ABSTRACT

Generalized estimating equations play an important role in the analysis of repeated or clustered outcomes of a non-normally distributed type. In this work, it will be used, together with pseudo-likelihood methodology, as nonlikelihood based method for the analysis of clustered binary data. A comparison between both will be made in Chapter 6. Also, the use of generalized estimating equations will be illustrated in the contexts of individual-level covariates and combined continuous and discrete outcomes, in Chapters 13 and 14, respectively. Further applications of the GEE technology can be found in Section 9.2.6 and Chapter 11. When we are mainly interested in first order marginal mean parameters and

pairwise interactions, a full likelihood procedure can be replaced by quasilikelihood methods (McCullagh and Nelder 1989). In quasi-likelihood, the mean response is expressed as a parametric function of covariates; the variance is assumed to be a function of the mean up to possibly unknown scale parameters. Wedderburn (1974) first noted that likelihood and quasi-likelihood theories coincide for exponential families and that the quasi-likelihood “estimating equations” provide consistent estimates of the regression parameters β in any generalized linear model, even for choices of link and variance functions that do not correspond to exponential families. For clustered and repeated data, Liang and Zeger (1986) proposed so-called

generalized estimating equations (GEE or GEE1) which require only the correct specification of the univariate marginal distributions provided one is willing to adopt “working” assumptions about the association structure. They estimate the parameters associated with the expected value of an individual’s vector of binary responses and phrase the working assumptions about the association between pairs of outcomes in terms of marginal correlations. Prentice (1988) extended their results to allow joint estimation of probabil-

ities and pairwise correlations. Lipsitz, Laird and Harrington (1991) modified the estimating equations of Prentice (1988) to allow modeling of the association through marginal odds ratios rather than marginal correlations. When adopting GEE1 one does not use information of the association structure to estimate the main effect parameters. As a result, it can be shown that GEE1 yields consistent main effect estimators, even when the association structure is misspecified.
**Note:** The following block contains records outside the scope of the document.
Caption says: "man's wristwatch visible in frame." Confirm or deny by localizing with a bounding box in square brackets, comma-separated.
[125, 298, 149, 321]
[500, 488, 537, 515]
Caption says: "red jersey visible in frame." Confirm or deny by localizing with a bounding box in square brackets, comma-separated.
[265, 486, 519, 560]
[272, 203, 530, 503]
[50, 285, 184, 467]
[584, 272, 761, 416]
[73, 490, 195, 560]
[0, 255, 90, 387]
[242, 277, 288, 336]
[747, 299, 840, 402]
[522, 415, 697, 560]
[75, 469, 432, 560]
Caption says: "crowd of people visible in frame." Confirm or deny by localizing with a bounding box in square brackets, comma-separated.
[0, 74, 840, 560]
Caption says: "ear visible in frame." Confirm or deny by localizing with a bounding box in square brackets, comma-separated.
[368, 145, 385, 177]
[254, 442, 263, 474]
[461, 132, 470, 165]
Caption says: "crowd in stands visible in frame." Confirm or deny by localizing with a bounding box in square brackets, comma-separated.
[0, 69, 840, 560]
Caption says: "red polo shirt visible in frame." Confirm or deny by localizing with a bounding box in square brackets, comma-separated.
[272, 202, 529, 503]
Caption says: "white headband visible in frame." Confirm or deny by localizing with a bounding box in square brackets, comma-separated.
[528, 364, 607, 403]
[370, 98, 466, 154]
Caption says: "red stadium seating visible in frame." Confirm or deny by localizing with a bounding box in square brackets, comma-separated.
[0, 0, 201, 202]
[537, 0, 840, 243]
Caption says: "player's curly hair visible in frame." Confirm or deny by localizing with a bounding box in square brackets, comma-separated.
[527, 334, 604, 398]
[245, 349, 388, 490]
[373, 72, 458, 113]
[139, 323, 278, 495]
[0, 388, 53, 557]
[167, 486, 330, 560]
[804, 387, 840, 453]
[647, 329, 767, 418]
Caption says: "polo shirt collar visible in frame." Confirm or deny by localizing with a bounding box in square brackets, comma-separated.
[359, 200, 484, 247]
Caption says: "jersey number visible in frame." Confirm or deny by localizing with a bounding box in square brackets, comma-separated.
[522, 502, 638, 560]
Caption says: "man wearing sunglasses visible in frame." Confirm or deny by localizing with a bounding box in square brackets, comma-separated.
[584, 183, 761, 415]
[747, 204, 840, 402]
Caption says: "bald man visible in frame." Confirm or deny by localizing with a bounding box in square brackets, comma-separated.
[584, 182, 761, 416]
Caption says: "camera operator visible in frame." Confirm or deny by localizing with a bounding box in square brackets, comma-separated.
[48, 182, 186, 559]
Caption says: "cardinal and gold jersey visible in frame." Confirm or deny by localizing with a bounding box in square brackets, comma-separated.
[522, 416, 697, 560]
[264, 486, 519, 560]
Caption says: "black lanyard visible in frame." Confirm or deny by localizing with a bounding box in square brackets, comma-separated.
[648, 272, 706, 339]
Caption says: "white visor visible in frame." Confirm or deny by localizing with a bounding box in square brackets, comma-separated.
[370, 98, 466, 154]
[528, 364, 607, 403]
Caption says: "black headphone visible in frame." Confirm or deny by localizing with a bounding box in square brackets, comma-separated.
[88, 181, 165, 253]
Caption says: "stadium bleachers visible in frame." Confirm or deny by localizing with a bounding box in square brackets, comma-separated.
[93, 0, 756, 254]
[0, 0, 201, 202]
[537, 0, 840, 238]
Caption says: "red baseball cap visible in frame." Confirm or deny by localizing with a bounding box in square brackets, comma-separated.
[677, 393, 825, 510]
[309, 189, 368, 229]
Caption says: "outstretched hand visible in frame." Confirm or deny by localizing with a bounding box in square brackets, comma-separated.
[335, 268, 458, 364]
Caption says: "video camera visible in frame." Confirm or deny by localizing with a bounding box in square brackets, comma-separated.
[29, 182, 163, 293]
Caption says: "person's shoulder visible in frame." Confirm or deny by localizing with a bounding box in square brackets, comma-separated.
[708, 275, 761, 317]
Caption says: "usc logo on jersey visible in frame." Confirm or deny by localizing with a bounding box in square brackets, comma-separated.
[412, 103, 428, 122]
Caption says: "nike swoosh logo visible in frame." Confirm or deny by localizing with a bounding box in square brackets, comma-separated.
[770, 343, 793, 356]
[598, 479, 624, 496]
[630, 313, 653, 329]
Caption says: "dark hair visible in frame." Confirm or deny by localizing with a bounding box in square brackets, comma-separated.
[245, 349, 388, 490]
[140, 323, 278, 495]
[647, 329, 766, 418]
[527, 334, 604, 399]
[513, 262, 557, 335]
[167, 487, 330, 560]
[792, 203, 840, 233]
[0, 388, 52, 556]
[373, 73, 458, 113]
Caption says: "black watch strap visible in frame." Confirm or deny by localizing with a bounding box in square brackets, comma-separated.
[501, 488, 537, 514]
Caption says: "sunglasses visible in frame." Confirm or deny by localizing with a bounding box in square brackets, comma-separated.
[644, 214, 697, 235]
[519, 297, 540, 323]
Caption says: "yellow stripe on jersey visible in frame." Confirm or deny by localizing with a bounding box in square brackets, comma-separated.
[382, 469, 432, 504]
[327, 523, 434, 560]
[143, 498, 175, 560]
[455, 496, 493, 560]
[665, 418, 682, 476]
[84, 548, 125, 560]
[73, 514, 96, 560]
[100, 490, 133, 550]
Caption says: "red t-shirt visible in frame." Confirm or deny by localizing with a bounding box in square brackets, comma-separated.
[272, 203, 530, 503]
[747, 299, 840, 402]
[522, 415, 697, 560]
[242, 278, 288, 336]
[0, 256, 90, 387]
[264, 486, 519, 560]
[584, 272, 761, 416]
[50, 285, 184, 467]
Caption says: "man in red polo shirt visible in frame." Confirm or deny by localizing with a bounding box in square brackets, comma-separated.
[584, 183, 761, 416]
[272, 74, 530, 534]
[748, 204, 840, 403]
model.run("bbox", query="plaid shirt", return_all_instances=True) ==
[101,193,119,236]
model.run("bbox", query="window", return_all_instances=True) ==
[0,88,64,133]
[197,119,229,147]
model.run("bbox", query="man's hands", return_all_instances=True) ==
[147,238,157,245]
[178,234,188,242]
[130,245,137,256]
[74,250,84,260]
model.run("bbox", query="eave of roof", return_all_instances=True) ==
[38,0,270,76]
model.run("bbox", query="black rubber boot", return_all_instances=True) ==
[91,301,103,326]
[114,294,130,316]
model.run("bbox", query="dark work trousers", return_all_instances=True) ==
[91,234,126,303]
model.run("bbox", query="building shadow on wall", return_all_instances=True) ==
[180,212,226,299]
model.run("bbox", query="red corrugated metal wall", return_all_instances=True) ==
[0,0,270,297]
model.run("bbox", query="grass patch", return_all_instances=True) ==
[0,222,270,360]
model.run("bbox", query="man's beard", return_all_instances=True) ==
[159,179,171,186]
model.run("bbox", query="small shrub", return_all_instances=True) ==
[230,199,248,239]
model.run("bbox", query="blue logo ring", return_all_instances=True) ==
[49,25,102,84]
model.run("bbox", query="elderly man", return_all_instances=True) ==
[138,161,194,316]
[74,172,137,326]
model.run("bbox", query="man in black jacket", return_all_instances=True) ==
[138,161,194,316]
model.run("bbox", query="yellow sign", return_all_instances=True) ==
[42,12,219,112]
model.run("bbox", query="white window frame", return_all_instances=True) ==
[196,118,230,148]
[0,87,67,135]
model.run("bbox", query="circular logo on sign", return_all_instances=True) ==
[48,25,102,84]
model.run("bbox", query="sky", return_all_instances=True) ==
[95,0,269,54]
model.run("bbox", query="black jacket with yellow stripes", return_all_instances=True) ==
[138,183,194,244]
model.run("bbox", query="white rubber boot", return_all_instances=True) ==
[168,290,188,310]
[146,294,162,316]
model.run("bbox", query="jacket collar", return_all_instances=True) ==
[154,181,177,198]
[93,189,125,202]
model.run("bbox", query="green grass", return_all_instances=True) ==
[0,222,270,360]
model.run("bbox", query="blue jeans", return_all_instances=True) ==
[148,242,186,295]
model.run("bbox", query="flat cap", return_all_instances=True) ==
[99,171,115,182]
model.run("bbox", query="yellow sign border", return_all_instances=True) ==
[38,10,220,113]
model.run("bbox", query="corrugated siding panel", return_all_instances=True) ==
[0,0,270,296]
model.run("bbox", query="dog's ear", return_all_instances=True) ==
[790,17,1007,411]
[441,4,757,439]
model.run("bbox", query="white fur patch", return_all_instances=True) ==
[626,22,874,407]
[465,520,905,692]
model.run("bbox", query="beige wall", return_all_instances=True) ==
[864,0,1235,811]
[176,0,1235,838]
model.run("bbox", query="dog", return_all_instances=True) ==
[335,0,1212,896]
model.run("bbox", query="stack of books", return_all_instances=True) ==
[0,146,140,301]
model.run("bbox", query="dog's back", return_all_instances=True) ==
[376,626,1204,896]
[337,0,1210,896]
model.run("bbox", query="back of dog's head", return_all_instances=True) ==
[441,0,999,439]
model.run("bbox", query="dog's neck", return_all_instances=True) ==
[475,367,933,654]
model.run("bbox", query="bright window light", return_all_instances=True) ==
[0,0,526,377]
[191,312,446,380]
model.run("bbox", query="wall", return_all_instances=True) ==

However, severe misspecification may seriously affect the efficiency of the GEE1 estimators. In addition, GEE1 should be avoided when some scientific interest is placed on the association parameters. A second order extension of these estimating equations (GEE2) that include

the marginal pairwise association as well has been studied by Liang, Zeger and Qaqish (1992). They note that GEE2 is nearly fully efficient though bias may occur in the estimation of the main effect parameters when the association structure is misspecified. A variation to this theme, using conditional probability ideas, has been proposed by Carey, Zeger and Diggle (1993). It is referred to as alternating logistic regressions. In Section 5.1 we present general GEE theory, whereas several applications

and specializations to the case of clustered binary data are presented in Section 5.2.